Secondly, unlike many chest radiology texts, Cardiopulmonary Imaging does not limit its description of cardiac disease to a discussion of pulmonary edema. There is one chapter dedicated to imaging of cardiac disease, and a second chapter focused on congenital cardiac conditions. Each chapter might benefit from additional content (for example, more information on benign primary cardiac neoplasms in the former chapter, and on the long-term complications of tetrology repair in the latter). Still, there is more information here than found in most thoracic radiology texts, and examples of both CT and magnetic resonance cardiac imaging are included. The authors further expand their discussion of cardiovascular disease through chapters on aortic disease, the pulmonary vasculature, and thoracic imaging of the critically ill patient.

Lastly, this book is enjoyable. The tone varies from chatty to concise, but is always a good read. The illustrations are of high quality, and images from newer technology, such as the reconstructions from multidetector CT scanners used in the anatomy chapter, are not included for show but to help explain concepts.

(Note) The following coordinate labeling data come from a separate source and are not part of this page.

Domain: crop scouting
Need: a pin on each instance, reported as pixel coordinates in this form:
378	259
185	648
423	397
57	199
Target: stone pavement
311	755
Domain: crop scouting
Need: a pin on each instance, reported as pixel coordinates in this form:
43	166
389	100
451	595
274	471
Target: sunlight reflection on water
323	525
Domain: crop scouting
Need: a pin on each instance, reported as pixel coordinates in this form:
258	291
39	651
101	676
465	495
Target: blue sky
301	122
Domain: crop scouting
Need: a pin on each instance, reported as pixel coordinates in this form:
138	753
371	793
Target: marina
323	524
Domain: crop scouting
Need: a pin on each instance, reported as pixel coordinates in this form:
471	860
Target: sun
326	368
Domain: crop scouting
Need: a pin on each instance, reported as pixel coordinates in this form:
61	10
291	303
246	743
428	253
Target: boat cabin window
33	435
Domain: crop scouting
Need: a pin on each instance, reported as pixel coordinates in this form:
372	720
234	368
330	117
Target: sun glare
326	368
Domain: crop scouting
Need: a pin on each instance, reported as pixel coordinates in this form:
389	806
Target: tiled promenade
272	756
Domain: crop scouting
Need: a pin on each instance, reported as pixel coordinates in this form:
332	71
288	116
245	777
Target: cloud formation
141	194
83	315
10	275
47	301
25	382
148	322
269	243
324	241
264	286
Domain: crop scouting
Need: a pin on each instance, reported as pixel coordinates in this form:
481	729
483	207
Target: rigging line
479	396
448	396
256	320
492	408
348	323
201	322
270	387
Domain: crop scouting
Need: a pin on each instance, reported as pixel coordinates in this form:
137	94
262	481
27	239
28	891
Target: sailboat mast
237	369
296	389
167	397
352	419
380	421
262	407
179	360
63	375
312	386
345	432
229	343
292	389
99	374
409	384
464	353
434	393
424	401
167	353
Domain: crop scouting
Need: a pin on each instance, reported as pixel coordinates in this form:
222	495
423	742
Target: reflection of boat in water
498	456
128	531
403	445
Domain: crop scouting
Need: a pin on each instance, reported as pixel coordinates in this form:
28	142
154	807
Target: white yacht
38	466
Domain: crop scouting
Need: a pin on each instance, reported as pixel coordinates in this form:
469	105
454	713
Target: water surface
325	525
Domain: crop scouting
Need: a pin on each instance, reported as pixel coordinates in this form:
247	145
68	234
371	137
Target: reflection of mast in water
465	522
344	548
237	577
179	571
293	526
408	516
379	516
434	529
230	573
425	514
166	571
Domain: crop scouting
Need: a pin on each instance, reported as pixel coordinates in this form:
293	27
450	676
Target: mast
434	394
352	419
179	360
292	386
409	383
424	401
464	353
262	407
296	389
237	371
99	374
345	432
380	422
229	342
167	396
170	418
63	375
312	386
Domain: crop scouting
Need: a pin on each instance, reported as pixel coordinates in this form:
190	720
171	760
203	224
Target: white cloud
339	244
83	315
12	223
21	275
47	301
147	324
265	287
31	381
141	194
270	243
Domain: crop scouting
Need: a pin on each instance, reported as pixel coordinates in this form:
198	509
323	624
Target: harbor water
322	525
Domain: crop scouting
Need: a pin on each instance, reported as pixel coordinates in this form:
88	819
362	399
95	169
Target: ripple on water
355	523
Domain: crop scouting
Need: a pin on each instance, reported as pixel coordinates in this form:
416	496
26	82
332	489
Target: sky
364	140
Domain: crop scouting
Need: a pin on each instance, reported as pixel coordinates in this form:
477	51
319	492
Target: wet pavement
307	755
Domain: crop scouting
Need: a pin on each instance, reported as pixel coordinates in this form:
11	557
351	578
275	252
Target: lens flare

Like people, most textbooks have both strengths and weaknesses. In Cardiopulmonary Imaging, the discussion of imaging critically ill patients is excellent, and the topic is augmented by chapters on trauma and “Lines Tubes and Devices.” The two chapters on neoplasms are also excellent, but the cataloging of rare neoplasms may be a bit arcane. The discussion of the diffuse lung disease evaluation with plain radiography is both educational and engaging, and the discussion of high-resolution CT is on target for most clinicians. Senior radiology residents, however, may want to consult other texts that discuss high-resolution CT in more depth. True, a few minor errors are hidden away in Cardiopulmonary Imaging, but finding them in this high quality text is pretty difficult. (I believe, for example, that the authors meant to say that PICC lines are better seen in a left, rather than a right, anterior oblique position.)

I sincerely hope that this book is widely read by pulmonologists, internists, and especially its target audience, radiology residents. Should radiology residents who own Cardiopulmonary Imaging supplement this book by reading some of the references it lists and by consulting other texts? Of course they should. Still, I would be delighted if our residents knew at least this one text cover-to-cover; in that case, they would be darn good thoracic radiologists.